I may be embellishing a bit.
The point is, the first company, the one where the CEO is Mr. Quality, has a fighting chance. The second one does not. While not all cases are that extreme, companies generally lean toward one or the other.
So here's the deal.
In both the GM interview and the Ford interview, we were redirected to some 'voice' of quality, an advocate for quality in the executive suite.
Who was the chief quality officer at Apple?
You might night have always agreed with him, you might not always like him, but Steve Jobs was certainly the man when it came to quality.
Which brings up an interesting and recurring problem: Groups like ASQ tend to portray quality as a sort of specialization. At the same time, we claim that everyone should be involved in quality.
If the CEO and his managers are all quality officers, what do we need these mysterious quality people for? (It's hard for me to get excited about auditing, checklists, ISO standards, and diagrammed process flows. Is that really who we want to be?)

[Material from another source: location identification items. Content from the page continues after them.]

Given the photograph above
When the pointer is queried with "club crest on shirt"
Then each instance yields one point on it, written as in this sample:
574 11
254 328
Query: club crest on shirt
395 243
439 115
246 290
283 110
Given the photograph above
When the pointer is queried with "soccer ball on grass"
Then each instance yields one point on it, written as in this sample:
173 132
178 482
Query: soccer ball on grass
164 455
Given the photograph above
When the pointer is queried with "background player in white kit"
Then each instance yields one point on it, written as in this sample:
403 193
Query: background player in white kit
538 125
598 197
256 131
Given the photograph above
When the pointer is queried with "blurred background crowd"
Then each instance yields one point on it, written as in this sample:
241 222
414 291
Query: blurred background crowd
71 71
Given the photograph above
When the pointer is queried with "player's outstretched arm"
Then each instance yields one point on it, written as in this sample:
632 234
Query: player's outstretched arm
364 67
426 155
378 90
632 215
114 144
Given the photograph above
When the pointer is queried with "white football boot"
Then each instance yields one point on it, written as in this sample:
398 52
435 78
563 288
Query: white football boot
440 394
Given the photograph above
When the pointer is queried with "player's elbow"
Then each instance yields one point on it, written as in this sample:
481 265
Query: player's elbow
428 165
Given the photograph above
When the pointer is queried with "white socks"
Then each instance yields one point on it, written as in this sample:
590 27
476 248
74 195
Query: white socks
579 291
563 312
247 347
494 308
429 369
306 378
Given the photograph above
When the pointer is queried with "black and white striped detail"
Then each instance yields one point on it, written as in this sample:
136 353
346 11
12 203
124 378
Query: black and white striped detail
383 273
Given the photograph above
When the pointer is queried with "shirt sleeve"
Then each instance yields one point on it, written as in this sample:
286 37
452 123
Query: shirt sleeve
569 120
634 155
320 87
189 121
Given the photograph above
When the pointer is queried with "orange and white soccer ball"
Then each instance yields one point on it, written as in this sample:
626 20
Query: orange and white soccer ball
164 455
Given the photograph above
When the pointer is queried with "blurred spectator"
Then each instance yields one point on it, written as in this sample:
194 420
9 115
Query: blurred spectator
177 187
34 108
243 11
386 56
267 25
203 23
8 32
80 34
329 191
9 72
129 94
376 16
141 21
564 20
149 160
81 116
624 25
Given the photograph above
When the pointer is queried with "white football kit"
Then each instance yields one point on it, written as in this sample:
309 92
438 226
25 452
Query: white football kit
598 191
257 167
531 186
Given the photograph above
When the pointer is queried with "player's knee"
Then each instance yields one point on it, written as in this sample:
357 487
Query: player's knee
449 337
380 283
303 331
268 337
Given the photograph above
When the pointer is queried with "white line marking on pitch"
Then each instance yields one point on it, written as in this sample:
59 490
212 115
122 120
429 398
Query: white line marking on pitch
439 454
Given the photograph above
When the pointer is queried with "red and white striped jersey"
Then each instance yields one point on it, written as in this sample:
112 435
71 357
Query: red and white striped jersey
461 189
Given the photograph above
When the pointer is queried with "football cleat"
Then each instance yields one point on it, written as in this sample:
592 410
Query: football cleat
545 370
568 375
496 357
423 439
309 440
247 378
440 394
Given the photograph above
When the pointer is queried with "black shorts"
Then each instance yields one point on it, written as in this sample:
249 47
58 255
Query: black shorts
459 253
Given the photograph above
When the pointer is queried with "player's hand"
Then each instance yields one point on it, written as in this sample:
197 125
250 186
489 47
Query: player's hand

Now that is a conversation I would be interested in; I think ASQ is position to lead it.
The question is, who should we be having it with?
Dare I suggest the CEO of a company know for innovative, ground-breaking, world-class products? Not a company that turned around last year, but a company with decade of steady growth and success?
It doesn't have to be Apple Computer. It might be 3M, or netflix, or the people at Ideo.
Yes, ASQ, I do think it might be time to think different.